Помимо густонаселенности повествования в романах Ф.М. Достоевского поражает желание писателя исследовать внутренний мир не единичных представителей, облагороженных культурой, умственной жизнью и воспитанием, а среднего человека, русского «человека большинства». За этим стоит стремление увидеть личность в каждом индивиде и показать, что она выглядит не всегда и не во всем привлекательной, но об этом надо знать, строя и предлагая нравственные и идеологические концепции переустройства мира.

Среди таких персонажей особенно часто встречаются те, кто не с самого начала попал в материально безысходное положение, или, наоборот, те, кто лишь недавно вырвались наверх. Все они мучаются от того, что их душа забита, унижена, уязвлена, а отсюда – амбиция, нервозность, изломанность. Таковы Мармеладовы, Раскольниковы, по-своему Лужин и ему подобные. Благодаря такому подходу к человеку у Ф.М. Достоевского затушевывается грань между средой и микросредой за счет внимательного отношения к любому участнику повествования.

Однако романный герой с его личностными данными и здесь займет свое привычное место и будет дан особо крупным планом, в сопоставлении с другими ведущими героями, в движении и завершенности. Причина его выделения в том, что он не просто личность обладающая правом на мысль, а создатель идеологической системы или концепции. Таких всегда единицы. Наиболее полно обрисованы Достоевским два таких «идеолога» – Родион Раскольников и Иван Карамазов.
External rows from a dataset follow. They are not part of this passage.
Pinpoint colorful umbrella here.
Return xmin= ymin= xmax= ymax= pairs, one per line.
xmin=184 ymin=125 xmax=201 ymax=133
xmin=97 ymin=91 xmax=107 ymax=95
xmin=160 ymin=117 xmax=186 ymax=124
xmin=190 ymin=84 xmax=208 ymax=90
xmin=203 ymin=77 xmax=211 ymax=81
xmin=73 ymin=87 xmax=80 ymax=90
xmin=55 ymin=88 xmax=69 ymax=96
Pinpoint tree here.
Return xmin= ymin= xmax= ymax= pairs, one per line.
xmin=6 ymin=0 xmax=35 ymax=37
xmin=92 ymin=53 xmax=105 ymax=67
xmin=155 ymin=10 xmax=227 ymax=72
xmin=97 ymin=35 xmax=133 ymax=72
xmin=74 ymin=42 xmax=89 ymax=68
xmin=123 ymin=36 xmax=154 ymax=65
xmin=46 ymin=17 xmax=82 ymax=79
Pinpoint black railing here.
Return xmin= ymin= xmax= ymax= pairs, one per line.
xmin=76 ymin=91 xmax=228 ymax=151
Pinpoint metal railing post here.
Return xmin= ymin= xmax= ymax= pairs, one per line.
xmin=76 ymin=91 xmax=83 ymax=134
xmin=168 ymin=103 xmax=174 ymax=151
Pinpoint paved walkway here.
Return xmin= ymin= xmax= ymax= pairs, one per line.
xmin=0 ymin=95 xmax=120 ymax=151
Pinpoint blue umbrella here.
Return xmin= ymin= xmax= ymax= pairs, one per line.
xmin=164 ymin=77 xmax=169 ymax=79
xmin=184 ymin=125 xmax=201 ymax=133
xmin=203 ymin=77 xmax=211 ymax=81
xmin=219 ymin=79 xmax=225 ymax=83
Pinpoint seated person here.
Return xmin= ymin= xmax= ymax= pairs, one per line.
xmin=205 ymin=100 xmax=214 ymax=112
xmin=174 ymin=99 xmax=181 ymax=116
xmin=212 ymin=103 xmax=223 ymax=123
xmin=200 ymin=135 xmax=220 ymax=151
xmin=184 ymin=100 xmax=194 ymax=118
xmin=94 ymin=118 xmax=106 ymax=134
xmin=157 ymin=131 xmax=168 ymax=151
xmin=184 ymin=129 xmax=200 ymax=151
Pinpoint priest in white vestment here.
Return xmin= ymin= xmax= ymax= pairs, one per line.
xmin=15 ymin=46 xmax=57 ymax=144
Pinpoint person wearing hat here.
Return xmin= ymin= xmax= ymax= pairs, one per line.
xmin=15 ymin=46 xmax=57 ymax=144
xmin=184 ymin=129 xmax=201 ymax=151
Вероятно, что сама суть их теорий остается интересной и современным читателям, пребывающим в атмосфере насилия, террора, экстремизма. Напомним, что анализ этих теорий имеется во многих работах о творчестве Ф.М. Достоевского. Однако рассмотрение произведения с точки зрения романной структуры подводит к постановке и рассмотрению вопросов; как появляются такие личности, как Раскольников или Карамазов, и как заставить и читателей, и самих «идеологов» понять абсурдность, нечеловечность, неприемлемость их теорий для человеческого общества, даже находящегося в критической ситуации?

Размышляя над истоками теории Раскольникова, писатель делает его свидетелем бесконечных драм и трагедий – в своей семье, семье Мармеладовых и прямо на улице. Отсюда тщательное изображение мира обездоленных, что составляет почву для формирования настроений и «идей» героя. Относительно умственных веяний, способных оказать влияние на Раскольникова, Достоевский говорит очень мало, это наталкивает на вывод, что такой герой – мыслитель-одиночка. Главную же задачу писатель видит в том, чтобы оценить теорию Раскольникова и развенчать ее в его собственных глазах.

Чтобы оценить, надо знать. Поэтому разными способами писатель знакомит нас с содержанием «идеи». В числе этих способов – высказывания самого героя, в частности размышления наедине с собой, исповедь Соне, подозрения следователя Порфирия Петровича и некоторые другие. А вместе со знакомством предлагается и оценка. Первым дает оценку Порфирий Петрович, затем Соня, угадывая безнравственный смысл «идеи». Но главное, по мнению автора, заключается в оценке ее самим героем. И он очень медленно подводит Раскольникова к трезвой самооценке, используя свое знание внутреннего мира личности и его структуры. Но как именно?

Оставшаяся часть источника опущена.